Przyjęcie przez ukraiński parlament ustawy o amnestii w wersji Partii Regionów, pokazuje, że prezydent Wiktor Janukowycz nie chce porozumienia z opozycją. Taką opinię wyraził przebywający w Kijowie eurodeputowany Jacek Saryusz-Wolski. Polityk, który rozmawiał z Programem Pierwszym Polskiego Radia, podkreślił, że została przegłosowana bardzo zła wersja amnestii dla osób zatrzymanych w trakcie obecnych protestów. Jego zdaniem szansę na porozumienie dawałoby tylko bezwarunkowe wypuszczenie uwięzionych.
Jacek Saryusz-Wolski powołując się na słowa byłego ministra i oligarchy Petra Poroszenki, mówi, że dwa dni temu na Ukrainie blisko było do wprowadzenia stanu wyjątkowego.

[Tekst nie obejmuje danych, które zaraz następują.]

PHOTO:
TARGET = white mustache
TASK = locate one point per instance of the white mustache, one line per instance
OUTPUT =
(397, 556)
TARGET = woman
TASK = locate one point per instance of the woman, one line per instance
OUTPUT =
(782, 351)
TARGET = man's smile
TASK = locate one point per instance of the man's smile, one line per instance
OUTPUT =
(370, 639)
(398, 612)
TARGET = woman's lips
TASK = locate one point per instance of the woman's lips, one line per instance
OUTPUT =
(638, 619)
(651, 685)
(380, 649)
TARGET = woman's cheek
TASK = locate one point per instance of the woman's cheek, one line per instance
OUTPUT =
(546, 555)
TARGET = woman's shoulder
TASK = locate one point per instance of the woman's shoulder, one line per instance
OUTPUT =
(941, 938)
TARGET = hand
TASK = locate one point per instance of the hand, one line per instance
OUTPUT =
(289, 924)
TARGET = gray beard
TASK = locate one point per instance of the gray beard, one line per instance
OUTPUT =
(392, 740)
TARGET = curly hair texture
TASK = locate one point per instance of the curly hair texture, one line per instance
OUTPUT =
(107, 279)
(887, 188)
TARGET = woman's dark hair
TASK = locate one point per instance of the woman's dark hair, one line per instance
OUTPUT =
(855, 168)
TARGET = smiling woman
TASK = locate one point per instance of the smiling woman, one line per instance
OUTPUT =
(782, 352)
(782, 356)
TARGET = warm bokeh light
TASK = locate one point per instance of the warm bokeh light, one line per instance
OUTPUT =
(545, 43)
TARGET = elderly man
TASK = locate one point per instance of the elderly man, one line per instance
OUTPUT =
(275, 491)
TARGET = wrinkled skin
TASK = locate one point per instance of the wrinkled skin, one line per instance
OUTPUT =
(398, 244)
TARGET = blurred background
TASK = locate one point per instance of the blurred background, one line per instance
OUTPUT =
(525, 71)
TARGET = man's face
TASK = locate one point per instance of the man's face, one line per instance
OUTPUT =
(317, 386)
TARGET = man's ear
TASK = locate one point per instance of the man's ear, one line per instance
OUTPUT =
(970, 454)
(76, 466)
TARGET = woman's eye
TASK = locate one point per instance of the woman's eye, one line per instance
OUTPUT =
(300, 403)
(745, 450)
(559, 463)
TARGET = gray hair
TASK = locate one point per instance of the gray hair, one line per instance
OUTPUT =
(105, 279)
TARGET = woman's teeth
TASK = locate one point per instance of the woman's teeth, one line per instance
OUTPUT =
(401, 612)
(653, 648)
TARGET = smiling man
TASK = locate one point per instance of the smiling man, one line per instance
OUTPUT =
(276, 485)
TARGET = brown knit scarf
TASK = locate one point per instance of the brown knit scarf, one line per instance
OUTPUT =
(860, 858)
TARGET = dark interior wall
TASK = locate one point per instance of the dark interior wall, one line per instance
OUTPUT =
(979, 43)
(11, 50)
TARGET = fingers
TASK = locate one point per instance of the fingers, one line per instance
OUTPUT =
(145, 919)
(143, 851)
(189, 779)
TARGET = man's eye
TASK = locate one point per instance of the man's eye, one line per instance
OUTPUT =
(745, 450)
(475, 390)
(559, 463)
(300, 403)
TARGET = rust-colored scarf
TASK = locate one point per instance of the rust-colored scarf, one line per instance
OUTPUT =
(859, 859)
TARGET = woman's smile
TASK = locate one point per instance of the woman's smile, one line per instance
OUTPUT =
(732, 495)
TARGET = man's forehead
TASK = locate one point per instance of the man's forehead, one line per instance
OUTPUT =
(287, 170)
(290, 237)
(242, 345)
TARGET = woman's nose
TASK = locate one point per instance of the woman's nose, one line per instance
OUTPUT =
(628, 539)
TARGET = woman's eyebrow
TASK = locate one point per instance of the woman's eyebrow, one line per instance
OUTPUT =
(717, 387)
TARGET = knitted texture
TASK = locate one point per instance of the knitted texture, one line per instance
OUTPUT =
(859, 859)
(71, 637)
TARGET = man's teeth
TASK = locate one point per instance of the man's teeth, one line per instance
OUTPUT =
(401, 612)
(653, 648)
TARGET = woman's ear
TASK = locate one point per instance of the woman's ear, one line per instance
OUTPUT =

Kiedy się chodzi po Majdanie jest atmosfera powstańcza, kiedy się próbuje poruszać po dzielnicy rządowej, to przypomina to stan wojenny w Polsce - mówił eurodeputowany.
Zgodnie z przyjętą ustawą warunkiem amnestii jest wcześniejsze opuszczenie przez protestujących budynków użyteczności publicznej. Opozycja domagała się amnestii bezwarunkowej.